Keep it balanced, don’t omit foods or food types simply because somebody told you it was bad or that you shouldn’t have it. Most people don’t have restrictions on foods so they can eat from all groups which will optimize their chances of getting a variety of nutrients and vitamins. Folks that do have restrictions and may need to remove certain foods from their diet should seek the advice of a registered dietitian or speak with their doctor before proceeding. Removing a whole group from your diet could wind up doing more harm than good because it could remove essential nutrients that your body needs and eventually cause you to gain weight in an unhealthy way or create other more serious complications.

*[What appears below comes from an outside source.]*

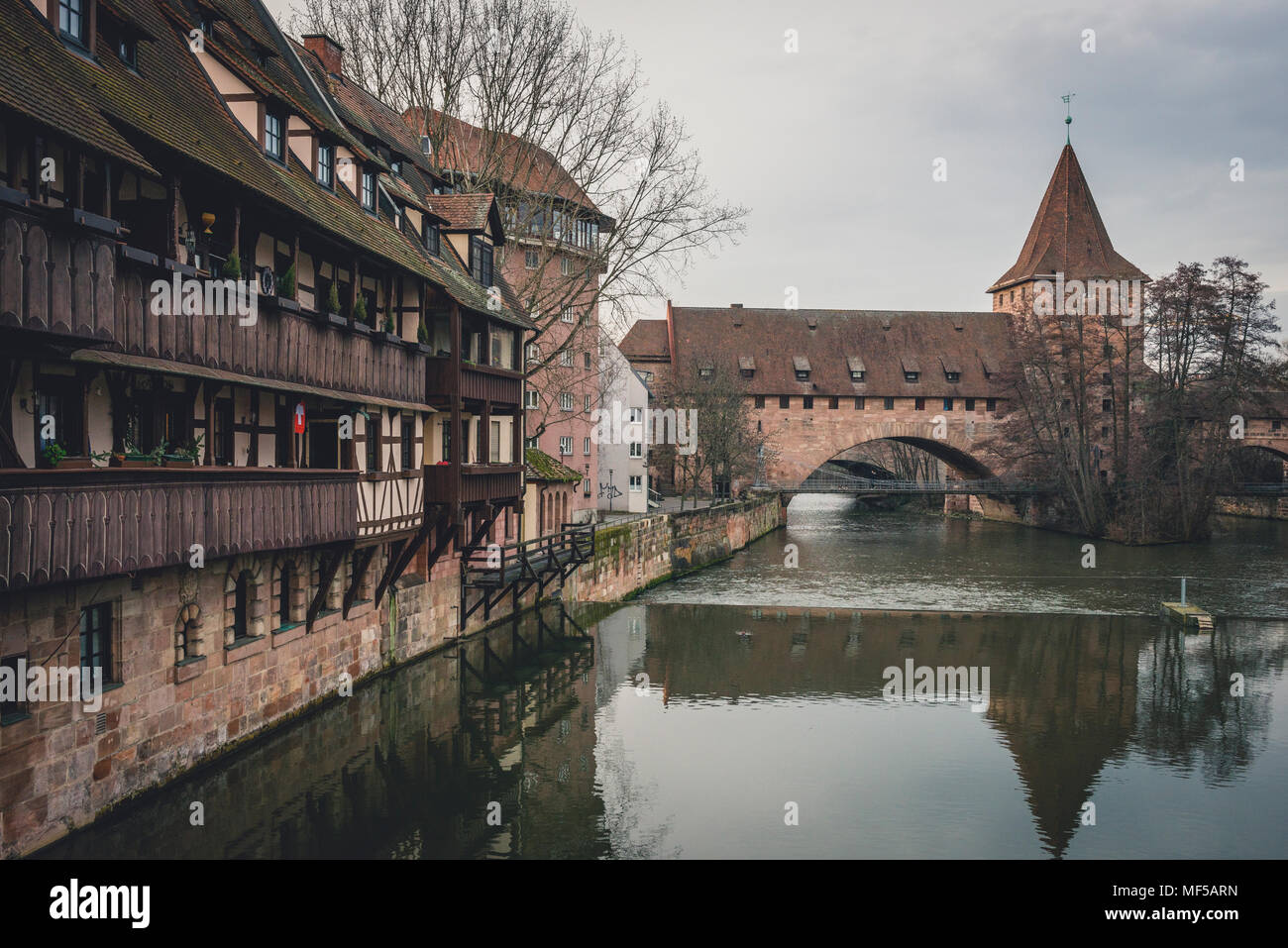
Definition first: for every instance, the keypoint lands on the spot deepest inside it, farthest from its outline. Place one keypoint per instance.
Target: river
(746, 711)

12. Live Life and Have Fun

Do things you enjoy doing that’s physical; if you like to dance, clean, cook or even garden, now is a perfect time. There is no time like the present to start doing something you enjoy. Being active doesn’t mean only to simply go to the gym or having a stringent exercise routine, it doesn’t exclude those things either but make this a fun and enjoyable part of your life.

13. Get Your Rest

Understand this – everything that you do won’t make a difference if you’re not getting the proper amount of rest. When you’re working out, you’re tearing your body down by putting it through stressors that it can meet, but it’s going to need rest to recover and rebuild a better version to meet those stressors the next time. I came across an image some time ago about the six best doctors in the world – Sunshine, Water, Rest, Air, Exercise, and Diet; it is a fact that by far those are the best things anyone can do for themselves, each one of them is essential.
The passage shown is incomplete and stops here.